To establish the etiology of pneumonia and to compare the yield of diagnostic techniques for diagnosis of Pneumocystis jiroveci and Mycobacterium tuberculosis infections in HIV-1-infected patients.


Subjects underwent sputum induction and bronchoalveolar lavage (BAL). Gram, Ziehl-Neelsen, silver stain (SS) and immunofluorescense staining (IF) for P. jiroveci, fluorescent stain for mycobacteria, PCR for P. jiroveci and M. tuberculosis, aerobic, fungal and mycobacterial cultures, respiratory viruses and CMV cultures were performed on the sputum and BAL. IgM for Mycoplasma pneumoniae and Chlamydophyla pneumoniae, and Legionella pneumophila urinary antigen were also obtained.


Sixty patients were included. An etiologic diagnosis was made in 97%. Pneumocystis jiroveci was the most frequent etiology (58%) followed by Streptococcus pneumoniae (12%), and Mycobacterium avium complex (12%). Mycobacterium tuberculosis was found in 5%.
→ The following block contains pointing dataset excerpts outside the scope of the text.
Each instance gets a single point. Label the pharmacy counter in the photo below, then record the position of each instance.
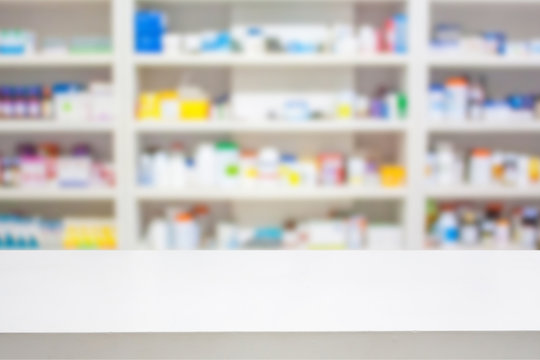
(195, 297)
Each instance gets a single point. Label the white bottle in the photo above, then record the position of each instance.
(228, 164)
(446, 168)
(205, 160)
(457, 99)
(268, 166)
(160, 169)
(480, 167)
(177, 167)
(367, 39)
(448, 228)
(356, 170)
(146, 176)
(158, 235)
(186, 232)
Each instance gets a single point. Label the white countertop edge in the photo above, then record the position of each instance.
(275, 291)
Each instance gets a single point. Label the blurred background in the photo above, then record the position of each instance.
(307, 124)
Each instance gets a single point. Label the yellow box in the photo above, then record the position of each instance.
(195, 110)
(148, 107)
(392, 176)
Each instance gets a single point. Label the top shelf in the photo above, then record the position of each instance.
(270, 60)
(468, 61)
(98, 60)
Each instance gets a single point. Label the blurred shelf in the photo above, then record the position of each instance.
(271, 194)
(483, 192)
(469, 2)
(483, 62)
(13, 2)
(316, 127)
(475, 127)
(67, 60)
(51, 127)
(270, 60)
(266, 1)
(56, 194)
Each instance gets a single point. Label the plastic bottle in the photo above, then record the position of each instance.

The comparison of diagnostic methods for P. jiroveci showed a higher sensitivity of IF and SS in BAL than in sputum, however PCR was equally sensitive in both samples. With this approach a precise etiologic diagnosis was reached in the great majority of patients. The most common etiology was P. jiroveci. IF in BAL remains the gold standard for diagnosis of P. jiroveci pneumonia.